Daily Management Review

Twitter Measures Your Happiness


A new study on social media finds the difference between happy tweets as oppose to dissatisfied tweets.

A group of scientists believe that an individual’s tweet can be used as a yard stick to measure his happiness. The team used data from Twitter to “measure users' life satisfaction, a component of happiness”.
The study takes into account how a user fell about life over a longer period of time, instead of accounting for momentary happiness.

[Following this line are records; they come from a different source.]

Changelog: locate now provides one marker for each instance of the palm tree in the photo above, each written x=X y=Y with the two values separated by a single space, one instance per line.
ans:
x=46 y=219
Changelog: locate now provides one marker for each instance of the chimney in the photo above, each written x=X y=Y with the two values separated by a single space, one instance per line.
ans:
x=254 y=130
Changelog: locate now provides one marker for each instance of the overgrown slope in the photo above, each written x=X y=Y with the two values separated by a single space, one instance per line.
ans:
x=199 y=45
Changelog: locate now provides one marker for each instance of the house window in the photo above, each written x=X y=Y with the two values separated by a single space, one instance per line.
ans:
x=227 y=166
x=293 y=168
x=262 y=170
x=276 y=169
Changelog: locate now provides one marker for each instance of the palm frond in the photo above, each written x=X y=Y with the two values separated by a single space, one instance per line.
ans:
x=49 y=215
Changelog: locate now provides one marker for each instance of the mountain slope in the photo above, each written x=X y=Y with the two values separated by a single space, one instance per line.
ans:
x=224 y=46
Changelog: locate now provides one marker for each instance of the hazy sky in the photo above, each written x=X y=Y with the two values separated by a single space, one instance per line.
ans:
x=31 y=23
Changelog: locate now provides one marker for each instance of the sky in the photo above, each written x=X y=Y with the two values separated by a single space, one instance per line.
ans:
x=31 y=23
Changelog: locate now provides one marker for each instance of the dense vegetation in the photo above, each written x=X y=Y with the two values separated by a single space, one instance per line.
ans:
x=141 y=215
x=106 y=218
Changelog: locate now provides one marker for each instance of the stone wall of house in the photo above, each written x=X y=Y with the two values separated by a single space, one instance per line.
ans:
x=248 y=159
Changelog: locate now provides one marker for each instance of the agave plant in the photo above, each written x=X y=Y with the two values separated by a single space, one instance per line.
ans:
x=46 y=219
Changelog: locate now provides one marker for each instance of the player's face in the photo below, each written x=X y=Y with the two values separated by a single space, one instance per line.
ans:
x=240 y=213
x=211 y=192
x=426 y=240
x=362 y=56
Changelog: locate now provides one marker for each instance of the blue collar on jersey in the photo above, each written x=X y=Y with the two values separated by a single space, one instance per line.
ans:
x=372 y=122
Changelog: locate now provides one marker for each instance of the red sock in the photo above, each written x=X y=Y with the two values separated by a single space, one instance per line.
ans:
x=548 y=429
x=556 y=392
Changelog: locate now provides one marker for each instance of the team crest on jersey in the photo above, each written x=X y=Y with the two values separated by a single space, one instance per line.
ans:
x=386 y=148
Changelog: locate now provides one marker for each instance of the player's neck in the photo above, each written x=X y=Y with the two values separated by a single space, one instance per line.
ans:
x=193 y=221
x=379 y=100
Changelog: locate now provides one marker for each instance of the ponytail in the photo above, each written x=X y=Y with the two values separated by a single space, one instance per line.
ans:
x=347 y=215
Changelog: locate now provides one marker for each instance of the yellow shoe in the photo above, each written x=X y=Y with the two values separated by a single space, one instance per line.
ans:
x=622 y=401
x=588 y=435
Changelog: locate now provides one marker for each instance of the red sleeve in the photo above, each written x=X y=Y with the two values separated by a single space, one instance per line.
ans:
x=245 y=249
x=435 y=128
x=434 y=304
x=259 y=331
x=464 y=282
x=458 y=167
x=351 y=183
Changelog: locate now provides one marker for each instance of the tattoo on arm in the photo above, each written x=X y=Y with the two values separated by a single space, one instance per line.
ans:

Yang and Padmini Srinivasan got together to mine “data from about 3 billion tweets from October 2012 to October 2014”. Their data collection was limited to “only first-person tweets” that used words like "I," "me," or "mine".
An algorithm was developed to “capture the basic ways of expressing satisfaction or dissatisfaction with one's life”, whereby they found that on a long term’s spectrum people maintain a steady “happiness and satisfaction with their lives”, which does not get affected by any external circumstances like “an election, a sports game, or an earthquake in another country”.
The said study provides contrast result, in comparison to previous “social media research on happiness” as the latter concentrated on “short-term happiness” which is subject to daily moods that wavered at every external circumstances.
As per Srinivasan:
“The findings are consistent with traditional social science research on subjective well-being”.
The researchers grouped Twitter users in two categories based on their expression of “satisfaction or dissatisfaction with their lives”, whereby they found that one group consisting of “satisfied users” were more active users who used Twitter over a longer period and incorporated hashtags in their tweets along with “exclamation marks, while there were “fewer URLs”.
On the other hand, the users were dissatisfied tended to use more “personal pronouns, conjunctions, and profanity in their tweets”. Furthermore, the research also accounts for “differences in satisfied and dissatisfied users' psychological processes”.
According to TOI:
“Dissatisfied users were at least 10 per cent more likely to express negative emotion, anger and sadness and to use words such as "should," "would," "expect," "hope," and "need" that may express determination and aspirations for the future.
“They also were more likely to use sexual words and to use them in a negative context”.
However, the other group of people, meaning the satisfied users used more positive emotion “especially related to health and sexuality”, while they also used ten percent more likely words “related to money and religion”, while dissatisfied users used ten percent more words that related to “death, depression and anxiety”.